O Sintepe protocolou um ofício junto à Secretaria Estadual de Educação contendo contribuições para as diretrizes da educação durante e após a pandemia e aguarda um retorno do estado.
“As condições de infraestrutura e a dificuldade de transporte são problemas sérios e isso não é tocado no documento do protocolo divulgado pelo governo. Como isso será feito? Qual será o investimento, já que as escolas não receberam dinheiro do governo federal e não há repasse de recursos por parte do estado?”, questiona Heleno.
Em coletiva de imprensa na semana passada, o secretário estadual de Educação, Fred Amâncio, divulgou o protocolo e informou que ele vale para o estado como um todo, para educação básica (educação infantil e ensinos fundamental e médio), ensino superior e cursos livres.
Mas a partir de orientações do gabinete de enfrentamento à Covid-19, pode ser que as regiões tenham retomadas em datas diferentes. O secretário, que também é vice-presidente do Conselho Nacional dos Secretários de Educação, espera que até o fim do mês sejam divulgadas as etapas e respectivas datas.
“O protocolo é o primeiro documento, vale para todas as instituições de ensino, sejam elas públicas ou privadas”, anunciou. Também poderão ser estabelecidos protocolos complementares específicos, como, por exemplo, para a educação infantil, que envolve creches e pré-escolas. Uma consulta pública está aberta até o dia 24 de julho pelo site http://www.educacao.pe.gov.br/.
A reportagem procurou a Secretaria de Educação de Pernambuco, mas a pasta disse que só conseguirá retornar a demanda até a sexta (23). Vamos receber e avaliar.

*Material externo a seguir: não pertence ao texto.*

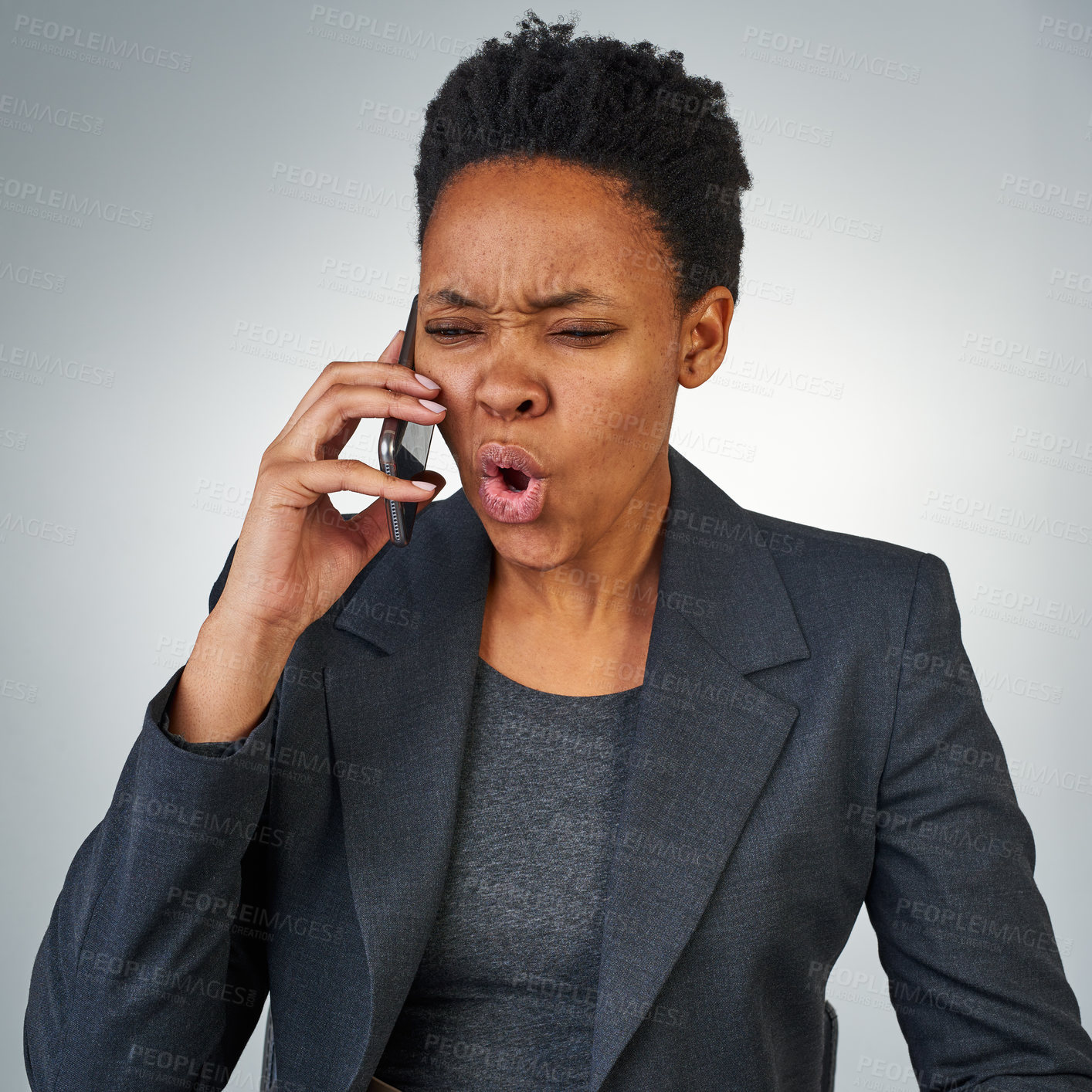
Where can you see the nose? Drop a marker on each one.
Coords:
(509, 393)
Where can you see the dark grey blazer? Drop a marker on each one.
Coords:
(805, 724)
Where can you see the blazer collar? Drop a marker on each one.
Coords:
(722, 612)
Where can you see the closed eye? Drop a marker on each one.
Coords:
(450, 332)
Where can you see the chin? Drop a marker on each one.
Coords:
(530, 545)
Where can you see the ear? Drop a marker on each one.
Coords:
(704, 337)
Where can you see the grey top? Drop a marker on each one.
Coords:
(504, 995)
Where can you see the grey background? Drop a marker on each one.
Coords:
(909, 361)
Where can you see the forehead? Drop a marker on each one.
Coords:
(541, 223)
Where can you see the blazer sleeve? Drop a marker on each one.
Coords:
(143, 970)
(974, 968)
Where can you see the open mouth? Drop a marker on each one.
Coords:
(514, 483)
(516, 480)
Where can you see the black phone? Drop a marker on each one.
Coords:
(403, 447)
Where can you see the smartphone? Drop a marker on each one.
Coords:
(403, 447)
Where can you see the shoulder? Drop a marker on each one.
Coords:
(844, 575)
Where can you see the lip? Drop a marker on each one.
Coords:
(503, 503)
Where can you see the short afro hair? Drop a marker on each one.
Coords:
(628, 111)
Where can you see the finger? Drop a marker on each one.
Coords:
(371, 522)
(348, 402)
(335, 371)
(300, 485)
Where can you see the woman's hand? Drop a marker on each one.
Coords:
(296, 555)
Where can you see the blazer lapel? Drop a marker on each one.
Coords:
(398, 725)
(710, 738)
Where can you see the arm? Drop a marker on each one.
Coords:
(965, 936)
(139, 961)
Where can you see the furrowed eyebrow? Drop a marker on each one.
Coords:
(456, 298)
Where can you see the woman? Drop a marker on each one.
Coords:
(585, 788)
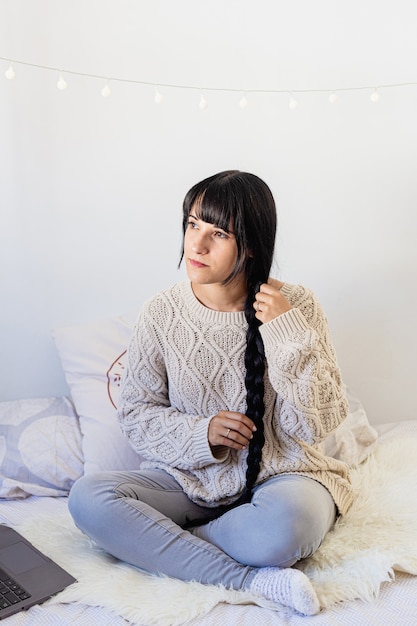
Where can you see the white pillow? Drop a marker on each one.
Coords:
(40, 447)
(93, 360)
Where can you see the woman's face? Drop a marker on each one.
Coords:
(210, 253)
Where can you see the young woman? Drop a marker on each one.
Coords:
(231, 386)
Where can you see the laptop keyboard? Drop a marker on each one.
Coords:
(10, 591)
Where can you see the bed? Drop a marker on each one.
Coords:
(364, 573)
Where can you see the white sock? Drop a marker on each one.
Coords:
(286, 586)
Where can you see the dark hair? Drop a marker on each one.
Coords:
(244, 200)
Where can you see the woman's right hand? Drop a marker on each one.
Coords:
(231, 429)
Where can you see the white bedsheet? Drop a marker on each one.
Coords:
(396, 605)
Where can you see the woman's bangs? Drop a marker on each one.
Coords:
(212, 209)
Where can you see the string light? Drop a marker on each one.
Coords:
(375, 95)
(10, 73)
(62, 83)
(293, 103)
(203, 104)
(106, 91)
(158, 97)
(243, 102)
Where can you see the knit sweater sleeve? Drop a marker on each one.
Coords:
(303, 370)
(157, 431)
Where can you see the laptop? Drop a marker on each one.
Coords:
(27, 576)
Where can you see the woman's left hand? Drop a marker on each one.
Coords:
(270, 302)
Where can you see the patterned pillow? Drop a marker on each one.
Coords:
(93, 358)
(40, 447)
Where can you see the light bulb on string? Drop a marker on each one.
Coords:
(243, 102)
(10, 73)
(106, 91)
(62, 83)
(375, 95)
(293, 104)
(203, 104)
(158, 97)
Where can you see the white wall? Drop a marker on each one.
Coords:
(91, 187)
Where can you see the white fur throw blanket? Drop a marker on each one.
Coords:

A Rede Solidária em Defesa da Vida, formada por profissionais e pesquisadores de diversas áreas que se mobilizaram em Pernambuco para ajudar a dar respostas à pandemia, elaborou um pequena proposta para o governo de Pernambuco:
Apesar de a situação ser mais crítica para a rede pública, as famílias das escola privadas também estão preocupadas com a volta às aulas por conta das incertezas. Muita gente não quer ou não pode se arriscar e algumas pessoas com filhos pequenos estão preferindo que as crianças percam o ano letivo.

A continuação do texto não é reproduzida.